E como o assunto é elenco, chegamos a quem quase coloca a perder todo esse vitorioso universo: Michael Shannon. É um pouco chocante fazer essa constatação porque Shannon é ator dos grandes e porque é um tremenda decepção vê-lo fora de tom como aqui. Culpa exclusivamente dele? Jamais. Shannon perde sim a mão ao entrar até demais no overacting exigido para clássico um vilão de conto-de-fadas, mas com uma grande ajuda do roteiro, que se dedica em excesso a esse antagonista que não chega perto de causar um décimo do interesse que qualquer outro personagem do filme desperta. Para justificar tanta atenção, vilões precisam ser fascinantes em suas ambições e medidas descabidas, mas aqui Strickland é aquele tipo de figura que você não deseja conhecer e você quer apenas que ele logo caia fora de cena. Não ajuda o roteiro tratá-lo como um mero obstáculo na vida da protagonista, abordagem que torna suas cenas simplórias, repetitivas e responsáveis por quebrar o ritmo e o encantamento construídos com tanto talento paralelamente. Submerso em doses de doçura consideravelmente maiores se comparadas a outras de suas obras (mesmo protagonizado por uma criança, O Labirinto do Fauno, por exemplo, era uma obra dura e trágica), Del Toro sofistica muito mais a luz no fim do túnel do que as trevas no meio do caminho. A Forma da Água não perde sua beleza em função disso, mas, sem dúvida, deixa escapar, por pura bobeira, a chance de ser o longa irretocável que, em diversos momentos, chegou muito perto de ser.

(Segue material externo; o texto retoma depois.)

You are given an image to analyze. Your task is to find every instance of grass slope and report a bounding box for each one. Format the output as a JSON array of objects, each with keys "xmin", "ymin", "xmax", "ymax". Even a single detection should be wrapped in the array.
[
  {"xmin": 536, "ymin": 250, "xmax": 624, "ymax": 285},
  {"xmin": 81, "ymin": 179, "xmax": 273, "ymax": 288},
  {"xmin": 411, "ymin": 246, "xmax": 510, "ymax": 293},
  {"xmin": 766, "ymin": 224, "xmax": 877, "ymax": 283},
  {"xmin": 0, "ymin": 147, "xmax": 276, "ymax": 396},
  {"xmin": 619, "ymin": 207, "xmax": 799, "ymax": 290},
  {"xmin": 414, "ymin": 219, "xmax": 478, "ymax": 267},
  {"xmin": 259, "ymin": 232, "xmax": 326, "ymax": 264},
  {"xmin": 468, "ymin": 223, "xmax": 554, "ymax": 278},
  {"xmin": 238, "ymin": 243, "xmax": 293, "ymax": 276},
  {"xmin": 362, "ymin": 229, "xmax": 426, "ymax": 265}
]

5 comentários em “A Forma da Água

  1. Pingback: No calor do momento, o que podemos concluir sobre o Oscar de “Melhor Filme Popular”? | Cinema e Argumento

  2. Matheus, concordo com sua observação sobre a atuação de Michael Shannon. Aqui, acho que ele foi caricatural demais, forçando alguns trejeitos desnecessários.

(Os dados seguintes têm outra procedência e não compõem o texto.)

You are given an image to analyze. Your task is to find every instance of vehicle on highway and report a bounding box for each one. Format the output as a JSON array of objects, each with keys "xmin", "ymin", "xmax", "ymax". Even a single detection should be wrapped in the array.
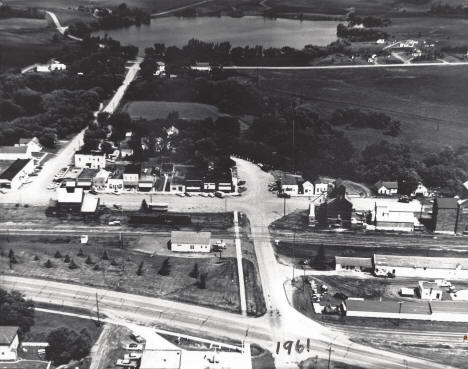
[
  {"xmin": 215, "ymin": 191, "xmax": 224, "ymax": 199},
  {"xmin": 130, "ymin": 333, "xmax": 145, "ymax": 344},
  {"xmin": 125, "ymin": 342, "xmax": 143, "ymax": 351}
]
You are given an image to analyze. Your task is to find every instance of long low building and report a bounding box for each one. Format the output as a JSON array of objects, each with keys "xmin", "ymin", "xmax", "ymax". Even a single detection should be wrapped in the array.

    Em relação ao filme, achei “A Forma da Água” de uma beleza sem igual. A parte técnica foi toda feita com muito cuidado e esmero. Acredito que o filme, ao final, nos relembra de que o amor não tem forma; fala sobre pessoas que vivem à margem, mas acabam encontrando aceitação em meio a eles mesmos. Enfim, é o meu filme favorito, até agora, da safra do Oscar 2018.

    • Kamila, também acho “A Forma da Água” de uma beleza sem igual… Só é uma pena que Michael Shannon atrapalhe boa parte do filme. É o meu segundo favorito na disputa pelo Oscar!